POLICE Scotland failed to communicate and engage on controversial moves to make its armed officers more visible, according to its main civilian watchdog.

The force came under sustained criticism last year after it emerged it had been deploying men and women with guns on their hips to routine calls.

Chief Constable Sir Stephen House has since tweaked the policy - which had made his small band of 275 armed officers more visible than ever before - but not before his force suffered what insiders admit was a PR disaster.

The Scottish Police Authority (SPA) has now said Sir Stephen's force initially "underestimated the community feelings that would be generated among a significant minority of the population from armed police officers being sent to routine calls and incidents".

The watchdog's review of the public impact of such policing also exposed an "absence of a proactive communications and engagement strategy" on the issue. This, the SPA said, resulted in "subsequent public misunderstandings around the scale and deployment of armed officers...and these misunderstandings remain prevalent today".

This criticism of police public relations from the SPA echoes concerns expressed throughout 2014 by major policing figures, such as Niven Rennie, president of the Association of Scottish Police Superintendents.

Mr Rennie sparked fury inside the force when he said the armed policing issue could "have been dealt with better".

The SPA's Iain Whyte - a Tory councillor from Edinburgh - said he believed the new report would help to change the culture of communication within the police, pushing force leaders to engage with stakeholders on such key decisions earlier.

"I certainly hope it will and think it will," Mr Whyte said. "For example, the chief has already said there should be a wider debate on body-worn cameras."

Insiders have always expected bodycams - potentially to be carried by all officers rather than the one in 50 that is armed - to present a huge change in the way police relate to the public.

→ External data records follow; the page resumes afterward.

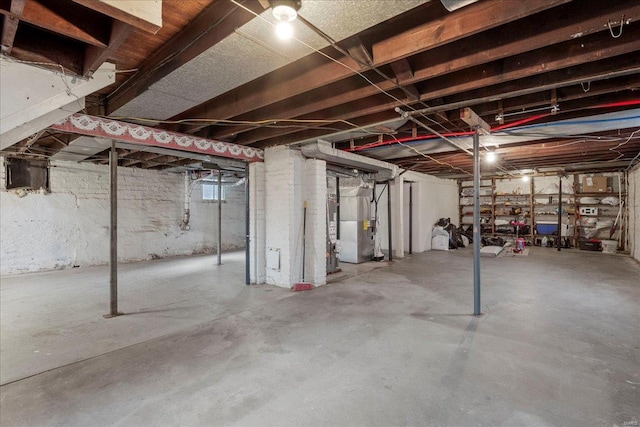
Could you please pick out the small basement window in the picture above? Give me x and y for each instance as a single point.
(26, 174)
(210, 191)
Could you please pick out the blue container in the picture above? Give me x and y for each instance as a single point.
(546, 228)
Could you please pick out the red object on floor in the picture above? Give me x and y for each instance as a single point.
(301, 287)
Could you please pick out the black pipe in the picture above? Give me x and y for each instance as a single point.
(338, 207)
(389, 218)
(113, 226)
(247, 273)
(410, 218)
(560, 214)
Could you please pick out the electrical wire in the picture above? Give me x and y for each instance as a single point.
(353, 70)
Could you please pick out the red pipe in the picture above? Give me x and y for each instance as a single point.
(494, 129)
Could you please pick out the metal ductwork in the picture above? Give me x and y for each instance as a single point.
(323, 150)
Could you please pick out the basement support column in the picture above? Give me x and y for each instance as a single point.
(559, 239)
(410, 218)
(247, 229)
(476, 222)
(113, 228)
(389, 223)
(478, 125)
(219, 217)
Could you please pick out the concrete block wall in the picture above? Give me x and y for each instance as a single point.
(433, 198)
(290, 180)
(315, 193)
(257, 230)
(70, 226)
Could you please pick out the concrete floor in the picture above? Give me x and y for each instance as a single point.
(557, 346)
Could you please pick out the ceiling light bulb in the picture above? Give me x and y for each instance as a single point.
(284, 13)
(284, 30)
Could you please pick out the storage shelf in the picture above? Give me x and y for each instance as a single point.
(599, 194)
(536, 208)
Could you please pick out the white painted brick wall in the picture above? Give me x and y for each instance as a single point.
(315, 193)
(257, 221)
(290, 180)
(70, 226)
(433, 198)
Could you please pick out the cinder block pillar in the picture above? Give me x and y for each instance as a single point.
(257, 223)
(397, 216)
(290, 179)
(315, 193)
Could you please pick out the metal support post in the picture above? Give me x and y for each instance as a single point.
(219, 249)
(476, 221)
(247, 254)
(559, 239)
(338, 205)
(389, 219)
(410, 218)
(113, 228)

Assistant Chief Constable Bernie Higgins - the officer in charge of armed policing - admitted that communications could have been "far more effective".

Mr Higgins also, for the first time, outlined just how widely armed officers had been used to carry out routine duties, saying they had been involved in some 30,000 interactions with the public in the first year of the new national force. There were no complaints about the fact such officers were armed, he said.

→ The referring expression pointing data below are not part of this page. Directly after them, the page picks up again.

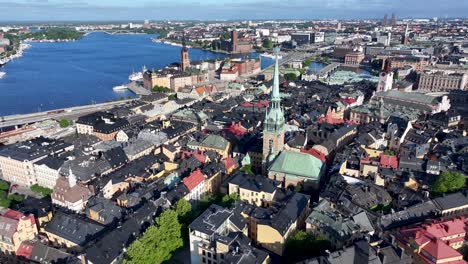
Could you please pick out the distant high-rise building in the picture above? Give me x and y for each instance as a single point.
(184, 56)
(393, 20)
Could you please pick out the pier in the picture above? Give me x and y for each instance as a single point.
(138, 89)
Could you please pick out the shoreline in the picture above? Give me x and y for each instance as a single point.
(19, 53)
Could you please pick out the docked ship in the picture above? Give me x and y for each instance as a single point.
(119, 87)
(135, 76)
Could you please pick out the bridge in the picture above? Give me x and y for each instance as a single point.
(67, 113)
(109, 31)
(325, 72)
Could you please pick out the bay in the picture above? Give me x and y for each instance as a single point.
(57, 75)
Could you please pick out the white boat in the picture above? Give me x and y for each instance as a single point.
(135, 76)
(119, 87)
(271, 56)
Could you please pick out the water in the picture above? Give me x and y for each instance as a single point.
(58, 75)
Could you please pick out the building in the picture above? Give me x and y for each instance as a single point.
(418, 63)
(70, 194)
(441, 81)
(103, 125)
(385, 77)
(437, 242)
(297, 168)
(155, 78)
(354, 58)
(16, 228)
(273, 127)
(184, 57)
(195, 184)
(219, 235)
(72, 231)
(17, 161)
(253, 189)
(239, 45)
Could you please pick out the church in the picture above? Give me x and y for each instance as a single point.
(292, 168)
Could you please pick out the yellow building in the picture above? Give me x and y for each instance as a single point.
(16, 228)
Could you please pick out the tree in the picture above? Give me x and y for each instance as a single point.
(4, 186)
(64, 123)
(229, 200)
(158, 242)
(183, 209)
(449, 181)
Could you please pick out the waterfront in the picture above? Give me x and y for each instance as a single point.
(64, 74)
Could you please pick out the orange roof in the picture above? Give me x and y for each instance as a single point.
(194, 179)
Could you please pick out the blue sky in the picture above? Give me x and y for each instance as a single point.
(225, 9)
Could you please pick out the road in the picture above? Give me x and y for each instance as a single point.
(71, 113)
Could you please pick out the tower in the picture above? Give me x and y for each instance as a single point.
(273, 129)
(234, 41)
(184, 57)
(385, 77)
(71, 178)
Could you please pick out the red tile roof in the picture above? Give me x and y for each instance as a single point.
(194, 179)
(229, 163)
(387, 161)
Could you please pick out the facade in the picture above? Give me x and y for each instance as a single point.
(437, 242)
(15, 228)
(273, 130)
(17, 161)
(219, 235)
(441, 81)
(418, 63)
(354, 58)
(70, 194)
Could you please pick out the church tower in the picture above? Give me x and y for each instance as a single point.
(273, 130)
(184, 58)
(385, 77)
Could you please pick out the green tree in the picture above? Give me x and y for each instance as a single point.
(229, 200)
(64, 123)
(301, 245)
(4, 186)
(449, 181)
(183, 209)
(158, 242)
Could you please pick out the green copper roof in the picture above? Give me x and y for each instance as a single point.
(298, 164)
(215, 141)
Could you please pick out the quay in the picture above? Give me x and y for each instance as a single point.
(67, 113)
(138, 89)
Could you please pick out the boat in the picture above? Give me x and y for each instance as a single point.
(119, 87)
(135, 76)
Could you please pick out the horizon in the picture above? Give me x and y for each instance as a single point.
(224, 10)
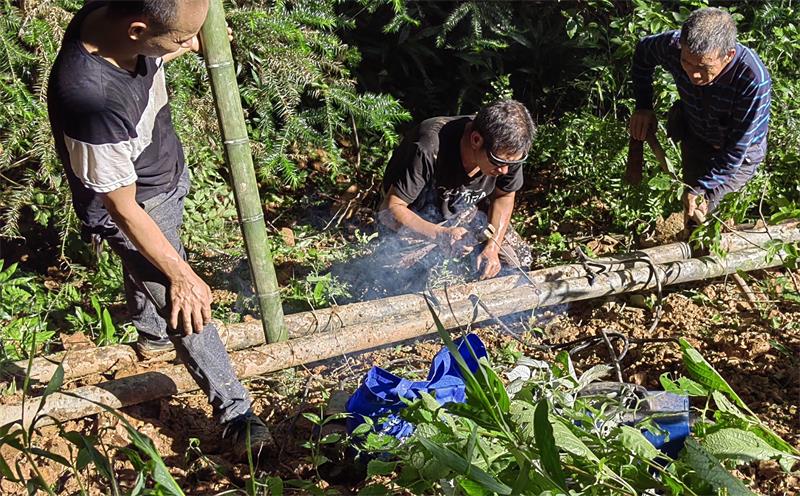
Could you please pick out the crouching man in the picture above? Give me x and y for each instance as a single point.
(722, 115)
(113, 131)
(447, 169)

Armed offices in much of Scotland had carried their weapons on their hips for years before the national force came in to being. They had not been regularly used on routine matters. This changed in October. Mr Higgins was not able to say what effect this had had on the number of interactions armed officers had with with public.

He did, however, stress that armed officers had dealt with 1,400 armed incidents in April-December 2014.

The SPA, meanwhile, discovered that despite concerns among a vocal minority, most Scots supported Sir Stephen's policy on armed policing. It commissioned an opinion poll that revealed that just 18 per cent actually knew roughly how many Scottish officers were armed.